A waste-free kitchen
A review of tips and tricks from around the world to re-use peelings, recycle leftovers and reduce packaging
Is plastic food wrapping excessive? ©Shutterstock/nflmk
Anyone who cooks knows that waste bins tend to fill up at an alarming rate. A delicious homemade apple pie generates a big pile of peelings; a curry leaves us wondering what to do with the plastic container the Thai vegetables came in, and a simple steamed artichoke produces an impressive quantity of uneaten leaves. Not to mention bread that, more often than not, goes stale and ends up discarded. Yet there are plenty of ways to avoid throwing excessive amounts of food waste into the bin or onto the compost.
Béa Johnson’s approach to reduce packaging
Béa Johnson was discouraged by the mainstream lifestyle in the US nurturing the notion of ‘single use’ consumption. She therefore decided to swap the American model for an extremely pared down, some might say austere, lifestyle. In so doing, she has managed to reduce her waste from 240 litres a week to just one litre a year and also cut her family’s spending by 40%. Her book Zero Waste Home is crammed with useful tips and the concept has made her famous around the world. Béa buys nothing in unnecessary packaging, so there is little to go in the bin. She only shops in bulk and takes her own glass jars (she has more than a hundred of them) and reusable fabric bags, which she sewed herself from old bed sheets. Whether she is buying rice, pasta, flour or lentils, everything goes directly into one of her own containers, so she has no need for the plastic trays, sachets and film used to package food. As she totally rejects paper packaging too, she takes her jars to the butcher's to fill them with cuts of meat or sliced ham! She also uses airtight jars to store biscuits, tomato sauce, mustard and much more.

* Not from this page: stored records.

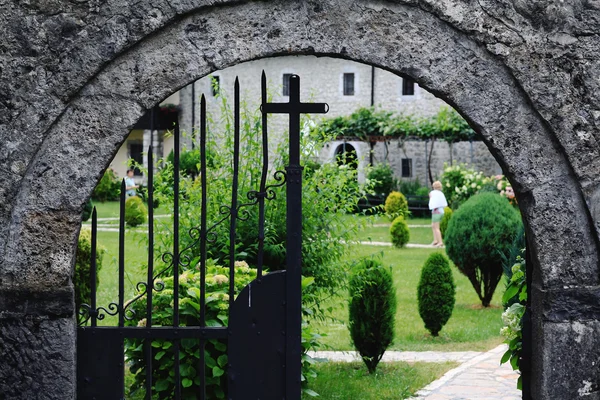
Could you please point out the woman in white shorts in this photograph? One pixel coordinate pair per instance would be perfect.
(437, 202)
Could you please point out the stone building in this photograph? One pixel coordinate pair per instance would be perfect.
(343, 84)
(76, 76)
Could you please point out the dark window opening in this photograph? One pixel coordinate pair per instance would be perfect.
(216, 85)
(408, 87)
(407, 167)
(345, 154)
(135, 153)
(349, 84)
(286, 84)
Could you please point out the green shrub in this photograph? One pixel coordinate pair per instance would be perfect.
(399, 232)
(372, 311)
(109, 187)
(217, 305)
(81, 273)
(435, 293)
(478, 234)
(445, 220)
(135, 211)
(459, 183)
(383, 176)
(396, 205)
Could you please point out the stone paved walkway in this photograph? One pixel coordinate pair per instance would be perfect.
(480, 375)
(389, 244)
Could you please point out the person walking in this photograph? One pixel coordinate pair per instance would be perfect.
(130, 185)
(437, 202)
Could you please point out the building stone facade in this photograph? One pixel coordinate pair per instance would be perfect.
(323, 81)
(76, 76)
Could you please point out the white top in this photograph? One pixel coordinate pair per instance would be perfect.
(437, 200)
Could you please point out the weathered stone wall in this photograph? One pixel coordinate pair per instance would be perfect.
(75, 76)
(475, 154)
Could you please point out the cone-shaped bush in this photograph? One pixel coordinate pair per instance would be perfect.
(436, 293)
(135, 211)
(396, 205)
(372, 311)
(399, 232)
(479, 233)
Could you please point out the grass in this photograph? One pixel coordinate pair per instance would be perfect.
(471, 327)
(345, 381)
(108, 277)
(391, 381)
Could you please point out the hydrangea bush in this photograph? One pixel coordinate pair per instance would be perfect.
(459, 183)
(513, 317)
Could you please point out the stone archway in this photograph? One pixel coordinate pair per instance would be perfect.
(524, 76)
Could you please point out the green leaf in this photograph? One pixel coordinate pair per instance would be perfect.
(310, 392)
(506, 356)
(511, 291)
(222, 360)
(161, 385)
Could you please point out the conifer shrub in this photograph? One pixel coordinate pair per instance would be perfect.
(445, 220)
(399, 232)
(135, 211)
(372, 310)
(81, 274)
(436, 293)
(396, 205)
(478, 234)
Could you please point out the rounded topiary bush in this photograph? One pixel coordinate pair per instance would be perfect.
(372, 311)
(81, 274)
(479, 233)
(396, 205)
(135, 211)
(399, 232)
(436, 293)
(445, 220)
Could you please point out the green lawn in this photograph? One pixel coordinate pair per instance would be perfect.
(392, 381)
(469, 328)
(108, 278)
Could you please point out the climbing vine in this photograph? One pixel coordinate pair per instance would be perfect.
(366, 124)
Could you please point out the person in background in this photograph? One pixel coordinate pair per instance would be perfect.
(130, 185)
(437, 202)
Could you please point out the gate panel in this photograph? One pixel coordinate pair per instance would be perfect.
(257, 341)
(258, 348)
(99, 372)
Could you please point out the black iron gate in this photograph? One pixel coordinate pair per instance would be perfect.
(263, 334)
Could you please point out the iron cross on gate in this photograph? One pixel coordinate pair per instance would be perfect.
(293, 303)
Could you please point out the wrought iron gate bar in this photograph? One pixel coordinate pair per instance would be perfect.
(176, 259)
(150, 282)
(93, 267)
(263, 179)
(121, 309)
(122, 255)
(202, 360)
(234, 189)
(294, 233)
(162, 332)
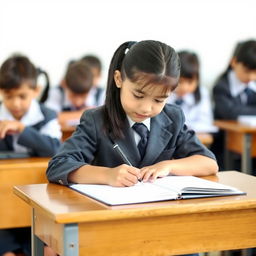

Traditional Japanese cuisine: Eat the whole vegetable
Kansha is a culinary philosophy from the Land of the Rising Sun. Its underlying principle is gratitude for the generosity of nature and to show appreciation for all the cereals, grasses, grains, fruit and vegetables we eat.
Kansha teaches us that we can use everything, even things we would usually throw away. All food, whether leftovers, leafy tops, trimmings or peelings, has potential we can put to good use with the help of specific, centuries-old recipes. The roots of wild garlic add a light garlicky taste to pancakes; kombu is used to make a broth and then reused to make the condiment gohan no tomo1 (a ‘friend for rice’). Okara, a by-product of soy milk production, is the main ingredient of a stir-fried vegetable dish called u no hana2 (cottontail) often served in izakaya (Editor’s note: Japanese gastropubs). Thickened soy milk left at the bottom of the saucepan can be heated and scrambled like eggs, seasoned with sesame and used as another highly flavourful ‘friend for rice’. The Japanese even go to the trouble of saving the water used to rinse rice (togi-jiru) to then blanch vegetables!
Traditional European cooking
Japanese cuisine is not alone in promoting frugality; European culinary traditions also have a whole array of solutions for ‘zero waste’. In Tuscany, dry bread never goes to waste: sliced, grilled and drizzled with extra-virgin olive oil, it becomes a delicious bruschetta (or fettunta); in winter, it is added to vegetable soup to make nourishing ribollita and, in summer, it is popular in panzanella, a sort of rustic salad made of tomatoes, cucumbers, red onions and basil. When it comes to meat, it is an Italian tradition to make the best use of poor quality cuts, such as cow’s stomach. Cooked in a broth, served in a bread roll and seasoned with a green sauce made from parsley, it becomes lampredotto, a Florentine street food staple.
In southern Switzerland, stale bread is turned into torta di pane ticinese, a delicious cake that is a speciality of Ticino. With the addition of candied orange and lemon peel for flavour, pine kernels for texture and cocoa powder or grated chocolate for extra richness, nobody would ever guess the main ingredient! In Eastern Europe, it is traditional to use dried onion skins as a natural dye to decorate Easter eggs. As for fruit, most people know that cherry stones enhance the flavour of jam, but the stalks should not be thrown away either. Infusing them in hot water makes a highly appreciated diuretic herbal tea.
The list of examples goes on and on…
Cutting down on waste by giving a second life to things we usually throw away is good for the planet and for your bank balance. All it requires is a little bit of creativity! Several books on the subject (see bibliography) provide a variety of ingenious and tasty tips on how to make the best of all sorts of leftovers, tops, trimmings and peelings. Enjoy your meal!